6 de junio de 2012

Me enseño a ser hombre


Flakoll/Alegría

El leía su periódico todos los días y hacía lo posible, con la ayuda del Cuyás, por desentrañar el texto inglés del National Geographic. Soñaba con regresar a Nicaragua, al paisaje rudo y azul de su niñez.

-Me formé solo -nos dice clavando en Alfredo los ojos-. Nadie me ayudó, excepto mi tío Gregorio.

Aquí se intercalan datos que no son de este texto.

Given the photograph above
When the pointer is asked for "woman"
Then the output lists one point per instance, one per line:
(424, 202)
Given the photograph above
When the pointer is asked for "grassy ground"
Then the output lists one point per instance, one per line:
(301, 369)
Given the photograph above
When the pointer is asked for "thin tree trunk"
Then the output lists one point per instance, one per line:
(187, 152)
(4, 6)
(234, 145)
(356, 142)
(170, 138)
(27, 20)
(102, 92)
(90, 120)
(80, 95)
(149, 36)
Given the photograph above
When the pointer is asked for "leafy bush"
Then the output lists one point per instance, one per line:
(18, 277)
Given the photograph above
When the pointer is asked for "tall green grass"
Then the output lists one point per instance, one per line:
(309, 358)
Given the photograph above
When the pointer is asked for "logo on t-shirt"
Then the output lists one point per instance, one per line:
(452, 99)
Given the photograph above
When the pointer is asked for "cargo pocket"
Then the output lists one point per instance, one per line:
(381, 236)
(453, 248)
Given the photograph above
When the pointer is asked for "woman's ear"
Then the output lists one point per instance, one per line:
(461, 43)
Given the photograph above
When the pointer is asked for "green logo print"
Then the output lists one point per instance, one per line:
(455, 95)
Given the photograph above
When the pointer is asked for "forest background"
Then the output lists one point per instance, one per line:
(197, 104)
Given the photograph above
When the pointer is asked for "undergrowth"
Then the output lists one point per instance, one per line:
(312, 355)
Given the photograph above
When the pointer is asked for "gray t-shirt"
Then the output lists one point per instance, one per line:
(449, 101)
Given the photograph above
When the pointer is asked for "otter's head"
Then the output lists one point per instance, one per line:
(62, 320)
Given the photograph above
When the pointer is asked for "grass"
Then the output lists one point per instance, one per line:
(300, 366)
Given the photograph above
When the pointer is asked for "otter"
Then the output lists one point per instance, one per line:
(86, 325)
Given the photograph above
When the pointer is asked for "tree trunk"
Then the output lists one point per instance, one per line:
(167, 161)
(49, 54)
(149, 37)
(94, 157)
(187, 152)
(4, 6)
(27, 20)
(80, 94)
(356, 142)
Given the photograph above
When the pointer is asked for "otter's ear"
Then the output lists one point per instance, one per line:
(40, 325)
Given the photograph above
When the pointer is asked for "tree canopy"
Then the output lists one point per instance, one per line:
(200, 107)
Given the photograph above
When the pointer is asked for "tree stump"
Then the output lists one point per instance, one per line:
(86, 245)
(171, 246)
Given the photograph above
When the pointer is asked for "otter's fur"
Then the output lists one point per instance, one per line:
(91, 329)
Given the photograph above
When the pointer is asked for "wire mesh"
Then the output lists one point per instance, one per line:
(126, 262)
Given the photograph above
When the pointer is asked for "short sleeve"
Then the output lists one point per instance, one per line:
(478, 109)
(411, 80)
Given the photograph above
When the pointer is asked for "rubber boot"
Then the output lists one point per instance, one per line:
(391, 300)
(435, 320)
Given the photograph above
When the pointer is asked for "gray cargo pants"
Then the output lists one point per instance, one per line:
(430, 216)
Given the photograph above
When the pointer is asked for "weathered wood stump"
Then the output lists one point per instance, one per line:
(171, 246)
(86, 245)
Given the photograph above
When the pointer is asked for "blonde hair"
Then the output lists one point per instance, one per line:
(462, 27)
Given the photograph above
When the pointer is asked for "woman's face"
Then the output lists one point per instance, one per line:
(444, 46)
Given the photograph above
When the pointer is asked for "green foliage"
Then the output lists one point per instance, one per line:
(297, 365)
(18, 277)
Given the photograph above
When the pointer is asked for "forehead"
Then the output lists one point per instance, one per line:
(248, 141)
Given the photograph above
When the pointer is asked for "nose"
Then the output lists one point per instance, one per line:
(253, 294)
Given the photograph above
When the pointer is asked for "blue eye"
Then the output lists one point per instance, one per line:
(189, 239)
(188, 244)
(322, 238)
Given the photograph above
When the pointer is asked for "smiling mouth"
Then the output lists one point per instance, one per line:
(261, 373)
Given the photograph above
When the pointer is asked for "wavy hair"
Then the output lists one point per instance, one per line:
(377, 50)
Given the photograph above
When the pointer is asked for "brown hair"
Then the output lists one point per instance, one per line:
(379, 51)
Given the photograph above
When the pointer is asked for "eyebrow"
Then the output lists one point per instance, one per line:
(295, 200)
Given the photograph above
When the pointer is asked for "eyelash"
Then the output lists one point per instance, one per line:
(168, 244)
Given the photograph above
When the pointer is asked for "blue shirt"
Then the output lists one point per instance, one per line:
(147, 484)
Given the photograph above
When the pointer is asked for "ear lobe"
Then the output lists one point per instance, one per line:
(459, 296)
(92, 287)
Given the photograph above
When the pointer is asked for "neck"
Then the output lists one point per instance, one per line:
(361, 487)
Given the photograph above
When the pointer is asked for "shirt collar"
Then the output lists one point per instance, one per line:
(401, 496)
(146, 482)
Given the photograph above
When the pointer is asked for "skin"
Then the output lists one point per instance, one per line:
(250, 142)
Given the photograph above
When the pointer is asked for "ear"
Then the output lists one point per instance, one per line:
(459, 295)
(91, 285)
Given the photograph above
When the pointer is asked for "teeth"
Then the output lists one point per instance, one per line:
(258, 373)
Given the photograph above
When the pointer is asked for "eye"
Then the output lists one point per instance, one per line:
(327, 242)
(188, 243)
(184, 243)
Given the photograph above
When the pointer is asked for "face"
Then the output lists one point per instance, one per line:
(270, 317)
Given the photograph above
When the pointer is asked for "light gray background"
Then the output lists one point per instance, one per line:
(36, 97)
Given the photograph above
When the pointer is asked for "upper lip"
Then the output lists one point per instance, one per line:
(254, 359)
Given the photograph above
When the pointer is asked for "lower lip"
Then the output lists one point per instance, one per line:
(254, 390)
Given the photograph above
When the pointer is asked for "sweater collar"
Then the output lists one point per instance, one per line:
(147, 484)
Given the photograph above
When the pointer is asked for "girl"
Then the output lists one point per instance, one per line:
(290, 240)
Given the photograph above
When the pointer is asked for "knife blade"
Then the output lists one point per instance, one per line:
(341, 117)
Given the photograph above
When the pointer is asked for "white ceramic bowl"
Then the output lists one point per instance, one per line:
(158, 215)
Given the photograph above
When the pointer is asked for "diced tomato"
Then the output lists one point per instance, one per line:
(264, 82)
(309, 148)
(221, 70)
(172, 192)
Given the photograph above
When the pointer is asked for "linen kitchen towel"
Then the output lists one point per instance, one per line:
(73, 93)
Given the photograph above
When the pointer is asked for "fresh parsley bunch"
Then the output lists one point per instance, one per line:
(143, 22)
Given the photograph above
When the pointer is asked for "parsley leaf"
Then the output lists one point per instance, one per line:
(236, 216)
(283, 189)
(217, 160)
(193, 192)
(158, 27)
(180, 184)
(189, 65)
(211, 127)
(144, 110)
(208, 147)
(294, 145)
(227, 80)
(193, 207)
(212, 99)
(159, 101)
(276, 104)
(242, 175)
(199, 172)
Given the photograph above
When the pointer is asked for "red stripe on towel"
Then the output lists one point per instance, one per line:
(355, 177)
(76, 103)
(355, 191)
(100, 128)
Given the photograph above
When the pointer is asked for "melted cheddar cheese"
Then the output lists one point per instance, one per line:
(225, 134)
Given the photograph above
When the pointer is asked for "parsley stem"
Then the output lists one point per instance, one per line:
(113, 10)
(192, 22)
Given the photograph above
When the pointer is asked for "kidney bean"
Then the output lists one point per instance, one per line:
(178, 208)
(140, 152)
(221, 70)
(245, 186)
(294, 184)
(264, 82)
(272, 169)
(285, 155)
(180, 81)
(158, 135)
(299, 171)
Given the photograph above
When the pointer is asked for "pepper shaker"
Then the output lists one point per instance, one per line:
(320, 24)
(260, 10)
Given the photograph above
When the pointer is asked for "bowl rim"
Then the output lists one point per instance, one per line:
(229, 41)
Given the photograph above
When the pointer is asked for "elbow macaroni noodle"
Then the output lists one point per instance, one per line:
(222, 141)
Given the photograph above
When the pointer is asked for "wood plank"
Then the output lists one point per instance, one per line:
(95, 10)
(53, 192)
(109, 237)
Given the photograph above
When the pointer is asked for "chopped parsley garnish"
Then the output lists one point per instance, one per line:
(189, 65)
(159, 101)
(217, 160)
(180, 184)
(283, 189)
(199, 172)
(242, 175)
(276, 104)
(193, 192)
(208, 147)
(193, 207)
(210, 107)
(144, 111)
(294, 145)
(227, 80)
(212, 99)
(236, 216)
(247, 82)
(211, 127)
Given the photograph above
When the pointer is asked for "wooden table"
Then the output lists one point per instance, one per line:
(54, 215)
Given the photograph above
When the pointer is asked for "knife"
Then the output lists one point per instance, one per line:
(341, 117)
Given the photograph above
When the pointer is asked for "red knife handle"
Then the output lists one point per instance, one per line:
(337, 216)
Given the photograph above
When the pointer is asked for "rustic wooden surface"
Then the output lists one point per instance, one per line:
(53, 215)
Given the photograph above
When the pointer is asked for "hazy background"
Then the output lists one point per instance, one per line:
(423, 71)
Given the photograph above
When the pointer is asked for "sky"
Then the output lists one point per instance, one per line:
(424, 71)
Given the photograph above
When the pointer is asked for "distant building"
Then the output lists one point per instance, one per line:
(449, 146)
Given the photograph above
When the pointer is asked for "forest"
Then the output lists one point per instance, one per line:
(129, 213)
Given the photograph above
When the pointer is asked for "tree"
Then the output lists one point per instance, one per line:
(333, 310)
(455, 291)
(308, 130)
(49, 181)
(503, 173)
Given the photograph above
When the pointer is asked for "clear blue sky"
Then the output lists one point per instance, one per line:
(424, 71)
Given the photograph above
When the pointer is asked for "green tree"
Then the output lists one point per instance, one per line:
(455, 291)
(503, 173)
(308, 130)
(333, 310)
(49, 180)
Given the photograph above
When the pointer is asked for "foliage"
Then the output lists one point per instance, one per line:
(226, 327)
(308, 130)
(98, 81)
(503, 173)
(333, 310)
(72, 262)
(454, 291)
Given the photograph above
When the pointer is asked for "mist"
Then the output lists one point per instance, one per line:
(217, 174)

-Cállate, viejo -lo interrumpe mamá-, ese tu tío era malo contigo.

-No, Isabel, no hay que ser injusto, con él aprendí a ser hombre. Cuando tenía nueve años -entrecierra los ojos para enfocar mejor el recuerdo-, caminaba un día por la hacienda con mis hermanos y ví parir a una vaca. La ayudamos como mejor pudimos. Me sentí contento al ver el ternerito.

Era color café, con manchas blancas y el pelo húmedo. Pensé qué noble ayuda a traer la vida al mundo. Desde ese momento no se me quitó de la cabeza el deseo de ser médico, ginecólogo, de ayudar a las mujeres a dar a luz. Un día se lo dije a mis hermanos y ellos se rieron. "Que vas a estudiar" me dijeron. "Aquí tenés que quedarte con nosotros, trabajando la tierra".

Al fin convencí a mis padres de que me dejaran ir. "Idiay" me dijo el tío que vivía en León y era fotógrafo. "¿Qué andás haciendo por aquí?" "Quiero estudiar, tío, le dije. He venido a ver si me permite que viva con usted. Tal vez de algo le pueda servir". "Bueno, quedate" me dijo el tío. "Me hace falta un muchacho que me haga los mandados". El tío vivía solo y tenía mal genio -se ríe papá-.

Todos los días a la hora de la siesta me ponía a leerle el periódico y pobre de mí si me equivocaba. A veces amanecía de buenas y me llevaba a pasear con él a caballo. Me contaba de su vida, me aconsejaba que estudiara, que fuera honrado y que ayudara a sacar a los yanquis de Nicaragua cuando fuera mayor.

Otras veces estaba de malas y entonces Dios guarde. "Te pego para que te hagás hombre" me decía. "Después me lo vas a agradecer". Cuando llevé a la vieja a Nicaragua -la señala papá con aire reprobatorio- me costó para que fuéramos a verlo. No quería ni conocerlo.

-Me caí mal por todo lo que te hizo sufrir -dice mamá levantando los ojos de su costura-. No sé cómo no le guardaste rencor.

-Al fin la convencí -prosigue-. Era preciso que el tío Gregorio conociera a mi linda mujer y que viera mi título de médico. ¡Hubieran visto! Estaba feliz como un muchacho.

No -dice papá, clavando en Alfredo los ojos-, le debo mucho. El me compró mi primer par de zapatos y me enseño a ser hombre.